Quarantine’s history is centuries old; it works but leaves scars
Quarantine comes from the Italian “quaranta,” denoting “obligatory means of separating persons”, according to the US Centres for Disease Control.
To beat the Covid-19 pandemic, India has imposed a tight curfew on its 1.3 billion people. Lockdowns elsewhere seem unprecedented. Yet quarantine as a medical strategy is centuries old. Evidence shows it works, but imposes long-term costs, according to a wide variety of literature reviewed by HT.
From the time of the Black Death in the mid-1300s and the first outbreaks of cholera in recorded history to the 1918 influenza pandemic, quarantines have always been a form of public-health response to pandemics as far back in history as one could go (The Black Death, D Cohen 1347–1351; https://amzn.to/2xtKIxW).
There’s evidence that quarantine helped to shorten the first influenza pandemic of the 21st century: the 2009 influenza H1N1 outbreak (https://bit.ly/3buYTS4), mainly by preventing more people from getting it.
Italy had, at the time of going to print, 9,134 Covid-19 deaths. Italians have historically paid a high price to pandemics. Earliest forms of quarantine were, not surprisingly, born in Italy.
Quarantine comes from the Italian “quaranta,” denoting “obligatory means of separating persons”, according to the US Centres for Disease Control.
The Back Death or the Great Bubonic Plague emerged first in Italy. It was the most devastating plague in history, decimating nearly 200 million, according to medical historian Cohen’s book mentioned above.
The plague was thought to have broken out first among sailors arriving in Sicily (Mafart B, Perret JL. History of the Concept of Quarantine; https://bit.ly/33TMIM7). The contagion spread like wildfire in Florence, Venice and Genoa.

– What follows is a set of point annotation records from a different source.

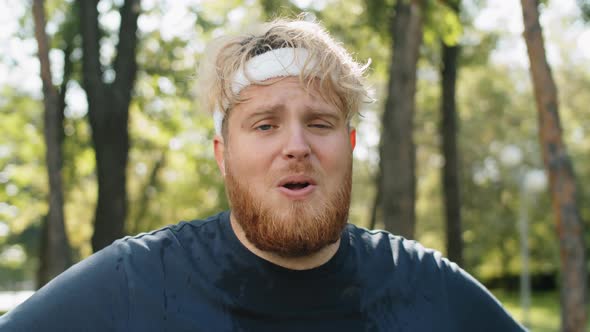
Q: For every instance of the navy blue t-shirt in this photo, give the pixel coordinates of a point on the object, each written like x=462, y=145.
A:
x=197, y=276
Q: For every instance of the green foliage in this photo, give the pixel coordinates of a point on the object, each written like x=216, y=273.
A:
x=172, y=174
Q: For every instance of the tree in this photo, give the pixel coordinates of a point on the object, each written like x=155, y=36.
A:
x=561, y=176
x=449, y=130
x=397, y=183
x=108, y=111
x=54, y=250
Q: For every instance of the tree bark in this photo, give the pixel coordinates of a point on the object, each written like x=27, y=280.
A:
x=55, y=250
x=397, y=150
x=450, y=171
x=561, y=176
x=108, y=111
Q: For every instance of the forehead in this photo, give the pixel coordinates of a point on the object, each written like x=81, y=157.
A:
x=286, y=91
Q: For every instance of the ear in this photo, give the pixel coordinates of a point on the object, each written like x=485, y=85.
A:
x=219, y=149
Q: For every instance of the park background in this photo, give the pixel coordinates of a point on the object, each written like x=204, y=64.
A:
x=135, y=102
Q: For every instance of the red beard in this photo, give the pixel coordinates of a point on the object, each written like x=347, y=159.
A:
x=303, y=228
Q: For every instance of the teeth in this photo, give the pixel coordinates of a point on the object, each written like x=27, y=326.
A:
x=298, y=185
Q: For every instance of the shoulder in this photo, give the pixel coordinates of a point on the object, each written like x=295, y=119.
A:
x=410, y=270
x=179, y=235
x=408, y=258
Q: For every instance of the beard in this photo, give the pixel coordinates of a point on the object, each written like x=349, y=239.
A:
x=302, y=228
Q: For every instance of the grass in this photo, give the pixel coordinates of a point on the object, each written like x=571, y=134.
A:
x=544, y=314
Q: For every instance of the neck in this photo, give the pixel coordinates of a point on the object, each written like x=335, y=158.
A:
x=293, y=263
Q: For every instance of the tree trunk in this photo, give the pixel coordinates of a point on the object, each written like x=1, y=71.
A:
x=55, y=251
x=397, y=151
x=450, y=171
x=108, y=111
x=561, y=176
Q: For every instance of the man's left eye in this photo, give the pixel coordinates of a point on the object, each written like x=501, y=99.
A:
x=266, y=127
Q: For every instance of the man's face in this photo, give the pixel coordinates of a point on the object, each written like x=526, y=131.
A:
x=287, y=162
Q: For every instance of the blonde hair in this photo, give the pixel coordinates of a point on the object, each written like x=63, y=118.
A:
x=341, y=78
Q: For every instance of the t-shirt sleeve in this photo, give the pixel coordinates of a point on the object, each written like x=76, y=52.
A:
x=90, y=296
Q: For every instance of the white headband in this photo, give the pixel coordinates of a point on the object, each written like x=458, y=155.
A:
x=279, y=62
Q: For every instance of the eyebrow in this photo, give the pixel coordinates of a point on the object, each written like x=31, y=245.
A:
x=265, y=110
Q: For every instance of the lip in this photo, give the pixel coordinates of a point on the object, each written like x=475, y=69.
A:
x=298, y=194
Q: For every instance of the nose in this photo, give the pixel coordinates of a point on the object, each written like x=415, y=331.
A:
x=296, y=145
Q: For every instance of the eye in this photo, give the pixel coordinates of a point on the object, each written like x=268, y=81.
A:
x=320, y=125
x=264, y=127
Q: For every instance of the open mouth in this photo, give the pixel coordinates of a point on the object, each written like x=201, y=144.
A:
x=296, y=185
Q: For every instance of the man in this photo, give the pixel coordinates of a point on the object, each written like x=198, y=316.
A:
x=284, y=258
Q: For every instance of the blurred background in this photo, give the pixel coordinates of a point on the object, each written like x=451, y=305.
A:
x=101, y=134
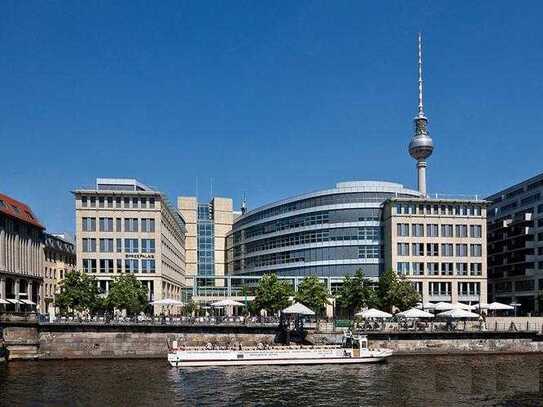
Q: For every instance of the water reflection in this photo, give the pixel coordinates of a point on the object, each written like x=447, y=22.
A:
x=453, y=380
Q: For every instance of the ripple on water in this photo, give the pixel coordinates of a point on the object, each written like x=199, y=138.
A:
x=484, y=380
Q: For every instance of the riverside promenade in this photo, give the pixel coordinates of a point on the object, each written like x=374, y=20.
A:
x=26, y=338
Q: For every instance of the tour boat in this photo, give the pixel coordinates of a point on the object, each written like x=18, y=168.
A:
x=353, y=350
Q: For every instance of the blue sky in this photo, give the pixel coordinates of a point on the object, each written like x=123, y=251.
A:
x=270, y=99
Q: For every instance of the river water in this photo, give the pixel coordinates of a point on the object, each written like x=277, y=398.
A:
x=483, y=380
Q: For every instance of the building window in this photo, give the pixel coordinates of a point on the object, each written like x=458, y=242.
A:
x=461, y=230
x=447, y=250
x=417, y=249
x=417, y=268
x=475, y=250
x=462, y=269
x=106, y=245
x=446, y=230
x=475, y=231
x=131, y=245
x=369, y=252
x=447, y=269
x=106, y=224
x=432, y=249
x=89, y=224
x=89, y=245
x=432, y=230
x=89, y=265
x=432, y=269
x=131, y=266
x=403, y=229
x=106, y=265
x=131, y=225
x=403, y=249
x=403, y=267
x=148, y=225
x=418, y=230
x=475, y=269
x=461, y=250
x=147, y=266
x=148, y=245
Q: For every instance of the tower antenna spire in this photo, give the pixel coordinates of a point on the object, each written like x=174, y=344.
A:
x=421, y=108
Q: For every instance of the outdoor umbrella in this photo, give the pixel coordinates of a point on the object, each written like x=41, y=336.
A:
x=373, y=313
x=458, y=313
x=227, y=303
x=498, y=306
x=443, y=306
x=166, y=301
x=298, y=308
x=415, y=313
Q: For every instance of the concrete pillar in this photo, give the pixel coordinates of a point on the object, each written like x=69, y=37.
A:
x=3, y=287
x=454, y=291
x=421, y=174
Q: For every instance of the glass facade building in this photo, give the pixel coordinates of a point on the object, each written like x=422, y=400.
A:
x=330, y=233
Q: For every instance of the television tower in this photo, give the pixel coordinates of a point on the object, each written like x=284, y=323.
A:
x=421, y=145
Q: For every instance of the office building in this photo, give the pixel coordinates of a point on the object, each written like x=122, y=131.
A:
x=207, y=225
x=440, y=245
x=329, y=233
x=59, y=255
x=21, y=256
x=124, y=226
x=515, y=245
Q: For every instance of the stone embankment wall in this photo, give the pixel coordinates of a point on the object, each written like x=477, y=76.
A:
x=140, y=344
x=410, y=343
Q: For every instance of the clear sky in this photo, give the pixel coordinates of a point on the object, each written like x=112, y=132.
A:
x=270, y=99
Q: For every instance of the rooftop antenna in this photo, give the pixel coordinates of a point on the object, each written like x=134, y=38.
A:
x=243, y=204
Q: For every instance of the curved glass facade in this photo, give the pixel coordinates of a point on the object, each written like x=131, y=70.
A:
x=329, y=233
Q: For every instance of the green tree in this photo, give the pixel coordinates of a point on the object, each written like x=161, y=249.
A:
x=272, y=294
x=396, y=291
x=127, y=293
x=79, y=292
x=355, y=293
x=313, y=293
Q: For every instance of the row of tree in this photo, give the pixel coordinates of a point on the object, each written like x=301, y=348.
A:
x=80, y=293
x=357, y=291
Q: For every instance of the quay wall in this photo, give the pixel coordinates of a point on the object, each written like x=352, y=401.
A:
x=57, y=342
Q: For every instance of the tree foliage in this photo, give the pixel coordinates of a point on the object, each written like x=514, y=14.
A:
x=313, y=293
x=79, y=292
x=127, y=293
x=272, y=294
x=356, y=293
x=396, y=291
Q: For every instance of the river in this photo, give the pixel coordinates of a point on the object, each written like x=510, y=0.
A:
x=483, y=380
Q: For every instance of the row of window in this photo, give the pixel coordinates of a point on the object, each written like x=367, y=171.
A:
x=130, y=224
x=117, y=202
x=432, y=249
x=107, y=245
x=445, y=288
x=442, y=210
x=318, y=236
x=130, y=266
x=439, y=269
x=433, y=230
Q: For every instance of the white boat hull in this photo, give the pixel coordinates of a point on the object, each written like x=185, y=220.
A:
x=274, y=357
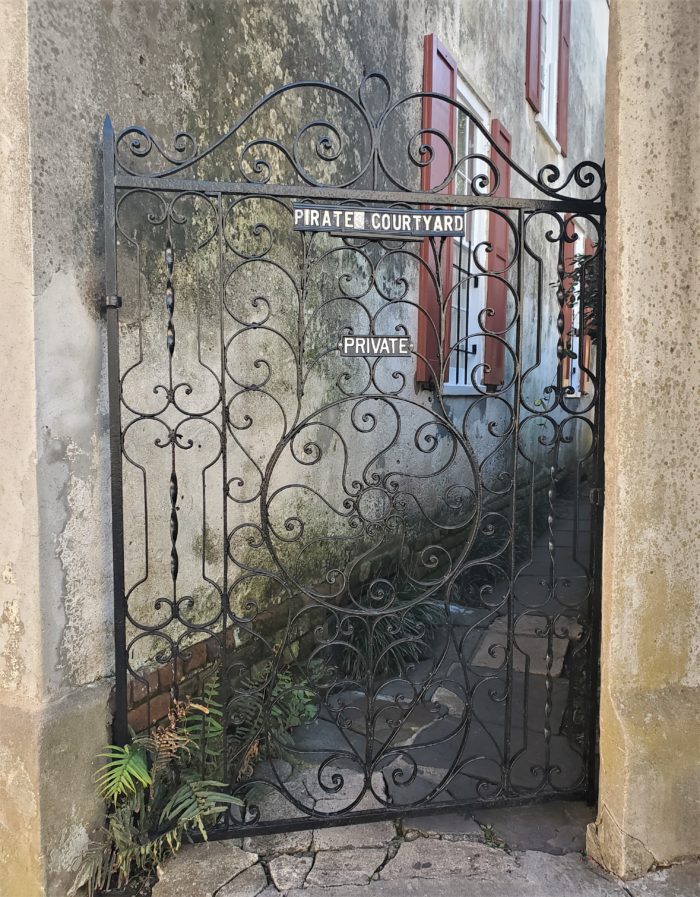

That’s when organised quarantine first took shape.
“The epidemic had abated but not disappeared; outbreaks of pneumonic and septicemic plague occurred in different cities during the next 350 years,” according to a research article, “Lessons from the History of Quarantine”, by Eugenia Tognotti, professor of the history of medicine in Italy’s University of Sassari.
According to the author, the first instance of an organised quarantine as a state-led strategy was “first introduced in 1377 in Dubrovnik on Croatia’s Dalmatian Coast”.
“City-states prevented strangers from entering their cities, particularly, merchants and minority groups, such as Jews and persons with leprosy.” At the time, 40 days of isolation was thought necessary.
Yellow fever in ports of France, Spain and Italy by the turn of the 18th century forced governments to use quarantine again. The initial response to the first waves of cholera outbreaks was essentially physical separation (Cholera 1832: The Social Response to an Epidemic by RJ Morris, https://bit.ly/39rTB8o).
With medical advances, some believed that quarantines would no longer be necessary until the catastrophic 1918 influenza pandemic struck the human race in three waves between 1918 and 1919. Quarantine was back.
The emergence of the SARS in 2003 brought massive lockdowns in the early 21st century. SARS set off in Guangdong Province, China. Likewise, MERS too necessitated quarantine measures.
There’s strong evidence to show quarantine works to stop the spread of communicable diseases. Hubei is proof enough, experts say. Mass quarantine resulted in a sharp fall in Covid-19 cases there from an average 1,693 cases a day in early February to 36 cases on March 8 (https://bit.ly/2JiVOsn).
The social and economic costs can be devastating. Lockdowns hurt livelihood, push nations into deep poverty and can leave governments under massive piles of debt. It can also have lasting psychological impacts.
‘The Lancet’ published evidence from five studies that compared “psychological outcomes for people quarantined with those not quarantined”. Those quarantined were found “likely” to report exhaustion, detachment from others, insomnia, poor concentration, etc., (https://bit.ly/3dErcPN). WHO recommends that the extent of quarantine should not exceed the level of threat to public health.
As technologies keep us virtually connected, home quarantines are no longer the dreary confinement they historically used to be.